Does the policy iteration convergence hold for finite-horizon MDP?

Question

Most RL books (Sutton & Barto, Bertsekas, etc.) talk about policy iteration for infinite-horizon MDPs. Does the policy iteration convergence hold for finite-horizon MDP? If yes, how can we derive the algorithm?

Answer 1

In the discussion about Neil Slater's answer (that he, sadly, deleted) it was pointed out that the policy $\pi$ should also depend on the horizon $h$. The decision of action $a$ can be influenced by how many steps are left. So, the "policy" in that case is actually a collection of policies $\pi_h(a|s)$ indexed by $h$ - the distance to horizon.

Alternatively, one can look at it as if our state space $\mathcal{S}$ is now extended with that integer.
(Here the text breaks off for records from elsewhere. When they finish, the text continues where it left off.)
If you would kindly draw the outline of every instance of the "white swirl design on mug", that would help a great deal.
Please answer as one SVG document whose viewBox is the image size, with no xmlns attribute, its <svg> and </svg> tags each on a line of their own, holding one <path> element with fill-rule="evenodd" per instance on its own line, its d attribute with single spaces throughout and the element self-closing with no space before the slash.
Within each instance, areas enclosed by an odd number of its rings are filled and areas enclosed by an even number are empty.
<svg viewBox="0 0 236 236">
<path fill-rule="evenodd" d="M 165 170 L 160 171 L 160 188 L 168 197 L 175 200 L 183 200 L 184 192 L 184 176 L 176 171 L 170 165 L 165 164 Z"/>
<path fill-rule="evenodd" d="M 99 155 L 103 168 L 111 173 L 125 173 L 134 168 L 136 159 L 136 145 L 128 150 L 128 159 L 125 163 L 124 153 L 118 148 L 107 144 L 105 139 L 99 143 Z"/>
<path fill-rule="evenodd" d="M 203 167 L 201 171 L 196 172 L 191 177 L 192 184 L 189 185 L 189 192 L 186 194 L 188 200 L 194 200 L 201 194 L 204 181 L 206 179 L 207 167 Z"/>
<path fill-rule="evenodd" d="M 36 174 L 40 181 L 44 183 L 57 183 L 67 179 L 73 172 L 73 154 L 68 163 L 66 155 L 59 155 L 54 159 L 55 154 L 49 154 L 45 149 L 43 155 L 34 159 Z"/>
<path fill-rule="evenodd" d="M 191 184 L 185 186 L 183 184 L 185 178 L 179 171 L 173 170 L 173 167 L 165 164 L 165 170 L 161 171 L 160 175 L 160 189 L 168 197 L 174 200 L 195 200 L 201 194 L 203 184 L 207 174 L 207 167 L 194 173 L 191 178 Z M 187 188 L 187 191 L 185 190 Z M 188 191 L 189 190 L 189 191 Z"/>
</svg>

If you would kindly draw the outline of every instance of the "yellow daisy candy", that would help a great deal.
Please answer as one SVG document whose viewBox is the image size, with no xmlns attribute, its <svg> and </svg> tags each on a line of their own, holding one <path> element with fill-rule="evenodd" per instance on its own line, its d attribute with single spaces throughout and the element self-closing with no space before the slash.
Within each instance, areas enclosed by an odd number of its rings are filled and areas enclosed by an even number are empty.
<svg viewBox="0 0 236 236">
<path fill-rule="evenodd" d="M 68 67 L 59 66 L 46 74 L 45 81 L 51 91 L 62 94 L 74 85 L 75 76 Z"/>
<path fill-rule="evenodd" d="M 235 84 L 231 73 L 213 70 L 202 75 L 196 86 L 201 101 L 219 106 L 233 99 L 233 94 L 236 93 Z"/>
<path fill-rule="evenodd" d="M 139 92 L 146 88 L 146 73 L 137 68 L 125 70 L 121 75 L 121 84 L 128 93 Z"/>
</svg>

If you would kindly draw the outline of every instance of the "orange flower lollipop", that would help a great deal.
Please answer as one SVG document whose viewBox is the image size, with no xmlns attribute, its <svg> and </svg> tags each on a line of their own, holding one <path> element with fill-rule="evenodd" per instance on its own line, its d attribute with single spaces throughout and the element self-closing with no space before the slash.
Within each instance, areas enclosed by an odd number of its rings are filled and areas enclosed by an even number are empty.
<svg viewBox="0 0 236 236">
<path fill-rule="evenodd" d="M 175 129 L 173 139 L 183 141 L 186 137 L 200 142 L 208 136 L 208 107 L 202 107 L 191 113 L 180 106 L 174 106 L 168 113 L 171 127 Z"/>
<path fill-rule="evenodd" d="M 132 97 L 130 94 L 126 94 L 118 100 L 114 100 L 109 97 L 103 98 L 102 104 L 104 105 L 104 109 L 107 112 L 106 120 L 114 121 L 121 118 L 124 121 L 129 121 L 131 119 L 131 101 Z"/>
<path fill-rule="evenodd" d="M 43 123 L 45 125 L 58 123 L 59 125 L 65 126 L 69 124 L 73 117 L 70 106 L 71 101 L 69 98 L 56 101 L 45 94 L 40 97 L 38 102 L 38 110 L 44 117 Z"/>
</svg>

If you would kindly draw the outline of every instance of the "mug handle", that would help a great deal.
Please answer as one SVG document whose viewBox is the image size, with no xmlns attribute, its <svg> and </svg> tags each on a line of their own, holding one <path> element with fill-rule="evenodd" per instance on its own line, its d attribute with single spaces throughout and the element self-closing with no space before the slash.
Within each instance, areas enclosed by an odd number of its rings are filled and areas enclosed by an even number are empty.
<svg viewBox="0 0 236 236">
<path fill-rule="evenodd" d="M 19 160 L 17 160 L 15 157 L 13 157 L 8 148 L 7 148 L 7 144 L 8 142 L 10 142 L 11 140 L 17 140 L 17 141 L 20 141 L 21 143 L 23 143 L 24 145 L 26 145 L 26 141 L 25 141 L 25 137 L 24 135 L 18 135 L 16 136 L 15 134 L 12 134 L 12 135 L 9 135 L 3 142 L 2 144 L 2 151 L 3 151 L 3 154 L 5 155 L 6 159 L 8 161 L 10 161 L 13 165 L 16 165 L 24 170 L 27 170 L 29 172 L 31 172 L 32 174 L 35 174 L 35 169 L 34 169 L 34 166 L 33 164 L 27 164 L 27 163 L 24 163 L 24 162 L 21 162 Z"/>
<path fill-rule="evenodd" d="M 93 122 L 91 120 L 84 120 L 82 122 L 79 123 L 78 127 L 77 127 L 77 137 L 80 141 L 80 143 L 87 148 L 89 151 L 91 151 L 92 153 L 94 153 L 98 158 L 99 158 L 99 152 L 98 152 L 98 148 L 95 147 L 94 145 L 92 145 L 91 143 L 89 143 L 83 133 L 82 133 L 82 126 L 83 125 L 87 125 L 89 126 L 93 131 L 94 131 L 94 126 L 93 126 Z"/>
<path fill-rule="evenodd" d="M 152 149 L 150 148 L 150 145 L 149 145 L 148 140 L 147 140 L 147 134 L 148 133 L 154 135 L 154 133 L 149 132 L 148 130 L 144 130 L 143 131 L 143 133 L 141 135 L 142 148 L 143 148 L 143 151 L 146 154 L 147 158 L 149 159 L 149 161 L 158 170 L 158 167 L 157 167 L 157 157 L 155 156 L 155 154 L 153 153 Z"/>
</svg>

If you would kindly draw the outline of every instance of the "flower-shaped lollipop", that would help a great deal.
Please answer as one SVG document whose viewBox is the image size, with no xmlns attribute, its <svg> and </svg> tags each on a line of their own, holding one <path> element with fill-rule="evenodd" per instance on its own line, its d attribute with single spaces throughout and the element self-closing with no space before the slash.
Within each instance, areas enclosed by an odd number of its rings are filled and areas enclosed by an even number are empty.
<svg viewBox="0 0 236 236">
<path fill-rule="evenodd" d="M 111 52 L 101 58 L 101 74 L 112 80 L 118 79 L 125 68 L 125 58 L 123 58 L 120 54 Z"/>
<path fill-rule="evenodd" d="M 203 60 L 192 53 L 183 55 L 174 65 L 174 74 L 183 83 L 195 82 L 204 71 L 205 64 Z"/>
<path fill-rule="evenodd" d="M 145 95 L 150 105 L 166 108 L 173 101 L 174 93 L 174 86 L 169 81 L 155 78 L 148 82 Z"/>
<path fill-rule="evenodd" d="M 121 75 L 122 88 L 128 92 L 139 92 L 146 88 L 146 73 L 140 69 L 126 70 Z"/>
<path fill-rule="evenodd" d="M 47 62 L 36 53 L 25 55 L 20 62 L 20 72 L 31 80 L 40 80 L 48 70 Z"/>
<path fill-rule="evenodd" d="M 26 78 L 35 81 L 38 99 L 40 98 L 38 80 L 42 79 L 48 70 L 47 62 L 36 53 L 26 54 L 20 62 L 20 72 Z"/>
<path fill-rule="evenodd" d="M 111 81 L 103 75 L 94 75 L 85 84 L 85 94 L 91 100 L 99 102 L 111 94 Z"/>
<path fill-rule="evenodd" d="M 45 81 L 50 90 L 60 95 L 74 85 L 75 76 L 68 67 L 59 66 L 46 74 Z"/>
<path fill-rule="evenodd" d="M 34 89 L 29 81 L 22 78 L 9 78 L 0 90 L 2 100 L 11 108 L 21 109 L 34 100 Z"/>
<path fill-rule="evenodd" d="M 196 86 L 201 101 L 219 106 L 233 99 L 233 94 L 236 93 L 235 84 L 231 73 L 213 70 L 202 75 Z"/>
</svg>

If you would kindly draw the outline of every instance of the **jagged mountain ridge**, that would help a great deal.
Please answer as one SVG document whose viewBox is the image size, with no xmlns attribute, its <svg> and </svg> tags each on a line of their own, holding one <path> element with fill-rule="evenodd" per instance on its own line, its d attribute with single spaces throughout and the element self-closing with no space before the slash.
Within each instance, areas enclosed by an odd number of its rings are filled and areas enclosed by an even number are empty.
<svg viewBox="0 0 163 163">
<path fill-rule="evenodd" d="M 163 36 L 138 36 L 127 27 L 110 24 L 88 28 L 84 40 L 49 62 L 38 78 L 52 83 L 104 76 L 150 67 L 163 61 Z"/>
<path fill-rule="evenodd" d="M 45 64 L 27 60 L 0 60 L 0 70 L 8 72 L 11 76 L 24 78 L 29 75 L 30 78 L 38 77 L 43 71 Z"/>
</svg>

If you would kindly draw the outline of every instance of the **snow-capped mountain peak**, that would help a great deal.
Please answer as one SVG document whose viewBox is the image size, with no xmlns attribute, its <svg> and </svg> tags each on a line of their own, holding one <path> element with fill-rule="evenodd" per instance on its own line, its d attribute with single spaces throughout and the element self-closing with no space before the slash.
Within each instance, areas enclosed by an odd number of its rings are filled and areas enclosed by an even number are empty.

So we can "lift" our original finite-horizon MDP $(\mathcal{S},\mathcal{A},P,R)$ into a new infinite-horizon MDP by substituting:

$$\mathcal{S} \to \left(\mathcal{S}\times\{0,1,\dots,h\}\right) \cup \{\epsilon\}\\ \mathcal{A} \to \mathcal{A},\; R \to \tilde R,\; P \to \tilde P $$ The new reward and transition functions make sure that the horizon is decreasing, and that we are ending up in a capture state $\epsilon$ that has no future effects: $$ \tilde P(s'_{n-1}|s_n,a) = P(s'|s,a)\quad\quad \tilde P(\epsilon|s_0,a) =\tilde P(\epsilon|\epsilon,a) = 1\\ \tilde R(s_n,a,s'_{n-1}) = R(s,a,s')\quad\quad \tilde R(s_0,a,\epsilon) =\tilde R(\epsilon,a,\epsilon) = 0 $$ This way I've reduced the finite-horizon MDP to an infinite-horizon one. Thus I can reuse the result for the policy iteration convergence of infinite MDPs.

Couple of notes:

• At first this feels like a huge increase in the state space making the whole problem unnecessary complex. But this complexity is intrinsic to the problem: both the policy and the value function depend on the distance to horizon. So it is necessary to consider the extended number of unknowns in a single self-consistent manner.
• The infinite-horizon policy iteration convergence relies on a discounting factor $\gamma < 1$. The finite-horizon doesn't need $\gamma$ for convergence. That's where I feel like I've cheated a bit.
• I came up with this approach myself. It feels quite obvious though. I'd expect this approach to either be mistaken or be already mentioned somewhere in the literature - comments pointing out one or the other are welcome.